Materials and Methods

The proposed approach marks a notable step forward in applying 3D-CNNs to the analysis of MRI scans for Alzheimer’s disease. This enhanced architecture is purpose-built to tackle the complex nature of AD classification, harnessing the power of deep learning to improve both the accuracy and efficiency of the diagnostic process. Figure 1 presents the model’s workflow, offering a clearer depiction of its operational mechanism.

The proposed model workflow involves collecting MRI data, performing image preprocessing, applying 3D augmentations, extracting meaningful features, and classifying the data using a 3D-CNN based on the SE-ResNet-18 architecture.

Figure 1: The proposed model workflow involves collecting MRI data, performing image preprocessing, applying 3D augmentations, extracting meaningful features, and classifying the data using a 3D-CNN based on the SE-ResNet-18 architecture.

Image pre-processing

Feature extraction is a challenging task due to images complex nature. All pre-processing techniques are essential for the model during training, to make the images clearer and more useful then reach a good performance. Also, it’s necessary during deployment as a part of the model to make the input shape of the images match the input shape of the model and also to reach a good testing performance. The size of the images in the dataset differs. The first step is to change their shape, so they are all the same size.

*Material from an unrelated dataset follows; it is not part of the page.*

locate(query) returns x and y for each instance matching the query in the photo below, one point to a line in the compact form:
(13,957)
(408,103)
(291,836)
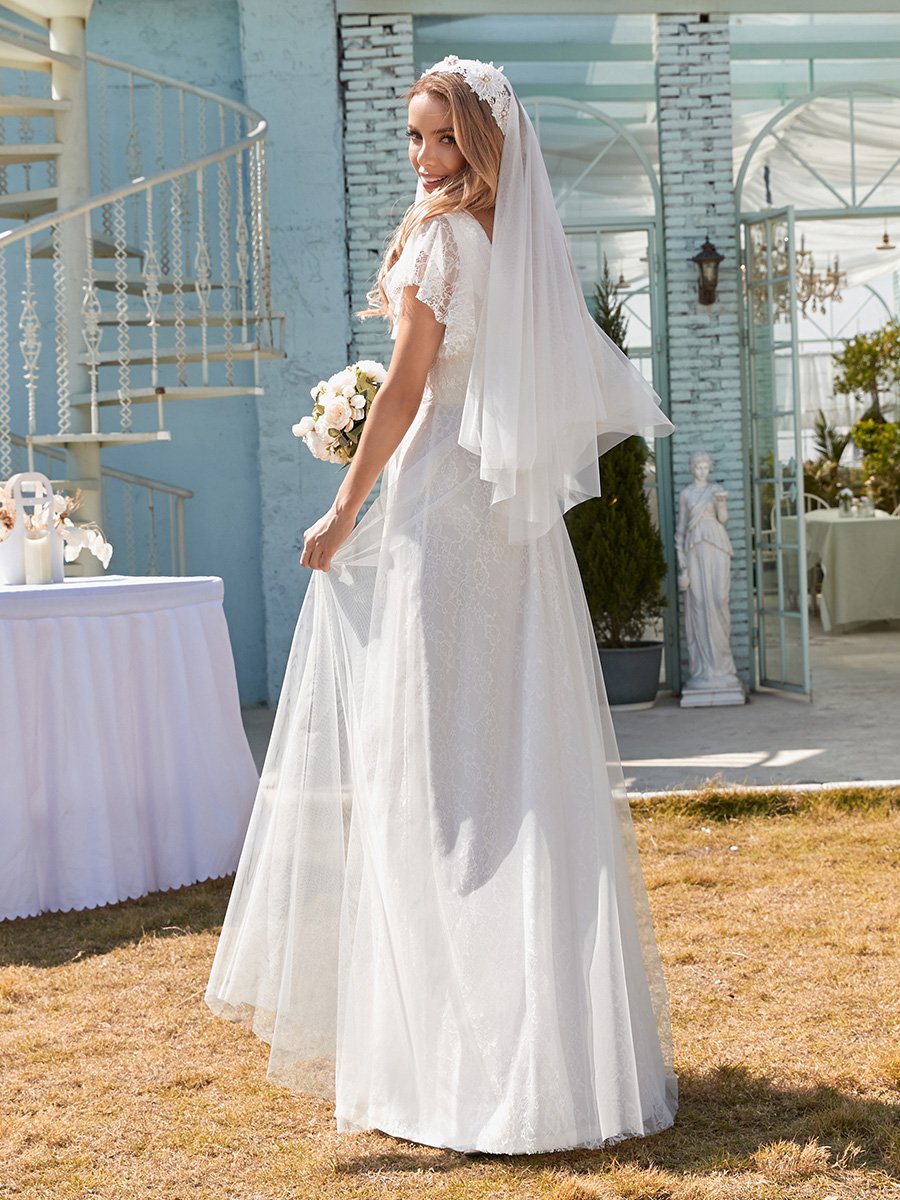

All the parts of our design model must be the same size, and if the 3D images are too big, the design might not work (Vani Kumari & Usha Rani, 2020). Images are resized to 128 × 128 × 32 to balance computational efficiency and retain critical features, ensuring enough detail for accurate analysis while reducing processing load.

3D data augmentation (Aug)

In data augmentation, the data is enhanced to obtain more information. Enhancing the dataset may involve making small adjustments to the data or utilizing machine learning algorithms to produce new points of information in the subspace of the original information. Most of the time, the more data there is, the better neural networks work. One of the biggest problems with training good models is that the training data are not always available, are poor quality, or are not labeled. Without any need to gather more data, computer vision data augmentation is a powerful method for enhancing the efficiency of our machine vision algorithms. We build new versions of our photographs from the originals while purposefully adding flaws. Instead of forcing our model to memorize the exact ways things appear in our training examples, this allows it to understand what an entity typically looks like. One common way to get more data is to make small changes to our data. CNN work the same no matter how they are moved, viewed, sized, or lit. Image data augmentation changes images in the training data to fit into the same class as the original picture. In this method, common bases of difference are added to the training examples, which can help to keep neural network models from becoming too accurate. Over-fitting occurs when a model can fit training data flawlessly but does not do well with new data because it just remembers the training. Transformations need to be carefully chosen based on the training dataset and what is known about the problem domain (Chlap et al., 2021).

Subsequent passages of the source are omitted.